An academic exploration of deep learning, statistical mechanics, and category theory
As a computational physicist, turned deep learning engineer, I’ve always found that sometimes the limits between the two disciplines are so blurred that one should not even consider them as part of two different curricula,. It is no wonder that Giorgio Parisi calls for “a new generation of smart and curious” physicists to develop new intuitions for building new powerful AI algorithms
It is under this perspective that I tend to see so many parallels among what I call hard and soft operators. By hard operators I mean functions that have sharpe domains, that are combinatorially simply explainable and rarely have their derivatives well defined over each set. Hard operators tend to emerge for example in the treatment of optimization problems via equality constraints, or in physics in dealying with the microcanonical ensemble, where the exact constraints of the energy makes most of the calculations very difficult. An example of hard calculation is also related to the identification of the entropy as the logarithm of the number of microstates, a combinatorially complex calculation when involving more that some tens of particles and where doing physics becomes doing combinatorics (a branch of math I rather like indeed).

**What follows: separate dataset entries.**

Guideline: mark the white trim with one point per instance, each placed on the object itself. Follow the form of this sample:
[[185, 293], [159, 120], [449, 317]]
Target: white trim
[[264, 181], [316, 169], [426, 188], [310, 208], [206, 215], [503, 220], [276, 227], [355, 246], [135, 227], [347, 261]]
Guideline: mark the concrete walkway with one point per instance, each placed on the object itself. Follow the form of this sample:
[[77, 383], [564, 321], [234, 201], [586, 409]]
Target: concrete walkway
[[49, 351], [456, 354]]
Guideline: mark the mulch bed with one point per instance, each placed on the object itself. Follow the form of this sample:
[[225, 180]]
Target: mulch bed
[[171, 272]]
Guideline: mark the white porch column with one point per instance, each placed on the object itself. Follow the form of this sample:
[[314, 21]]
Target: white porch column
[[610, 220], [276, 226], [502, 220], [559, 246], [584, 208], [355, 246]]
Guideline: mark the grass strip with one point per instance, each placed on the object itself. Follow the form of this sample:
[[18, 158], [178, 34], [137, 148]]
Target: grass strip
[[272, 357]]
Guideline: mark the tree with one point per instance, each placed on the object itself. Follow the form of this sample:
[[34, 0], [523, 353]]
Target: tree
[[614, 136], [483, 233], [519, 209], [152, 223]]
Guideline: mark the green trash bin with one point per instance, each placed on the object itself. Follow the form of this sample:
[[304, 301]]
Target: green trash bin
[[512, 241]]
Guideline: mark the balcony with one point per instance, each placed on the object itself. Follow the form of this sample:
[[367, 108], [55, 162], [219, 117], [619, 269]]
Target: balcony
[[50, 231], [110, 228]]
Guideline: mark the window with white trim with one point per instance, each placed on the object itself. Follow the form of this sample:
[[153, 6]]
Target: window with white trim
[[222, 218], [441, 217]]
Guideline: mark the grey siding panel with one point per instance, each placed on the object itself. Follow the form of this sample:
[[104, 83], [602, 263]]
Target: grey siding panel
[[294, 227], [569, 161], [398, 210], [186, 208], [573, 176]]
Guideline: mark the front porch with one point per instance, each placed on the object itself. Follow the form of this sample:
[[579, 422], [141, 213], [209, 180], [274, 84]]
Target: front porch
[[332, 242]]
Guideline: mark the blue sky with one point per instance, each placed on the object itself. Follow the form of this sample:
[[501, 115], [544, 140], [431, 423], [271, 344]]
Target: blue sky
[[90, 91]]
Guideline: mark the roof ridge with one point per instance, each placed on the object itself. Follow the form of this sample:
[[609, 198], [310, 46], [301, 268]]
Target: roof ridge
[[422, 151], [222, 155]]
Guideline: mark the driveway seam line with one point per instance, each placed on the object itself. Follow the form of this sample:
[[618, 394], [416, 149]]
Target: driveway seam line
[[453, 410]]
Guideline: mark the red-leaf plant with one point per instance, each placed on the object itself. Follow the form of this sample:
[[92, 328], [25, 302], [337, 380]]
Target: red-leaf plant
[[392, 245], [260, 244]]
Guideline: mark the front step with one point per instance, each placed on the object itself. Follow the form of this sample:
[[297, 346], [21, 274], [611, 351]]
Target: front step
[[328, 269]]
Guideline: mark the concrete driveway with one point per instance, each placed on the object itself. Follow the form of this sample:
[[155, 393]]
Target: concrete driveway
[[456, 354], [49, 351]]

In physics your are teached that the complexity of calculations of the microcanonical ensemble can often be simplified by requiring constraints that hold “on average”. It’s clear that when one considers a very large number of particles, most of the quantities can be described by Gaussians and smoother functions. This give rise to the canonical ensemble. Everytime I see an $\exp^{\cdot}$ in machine learning I say: this is an exponential family coming from some application of Jaynes Maximum Entropy principle, and somewhere one has obtained this by application of some constraints that should hold on average.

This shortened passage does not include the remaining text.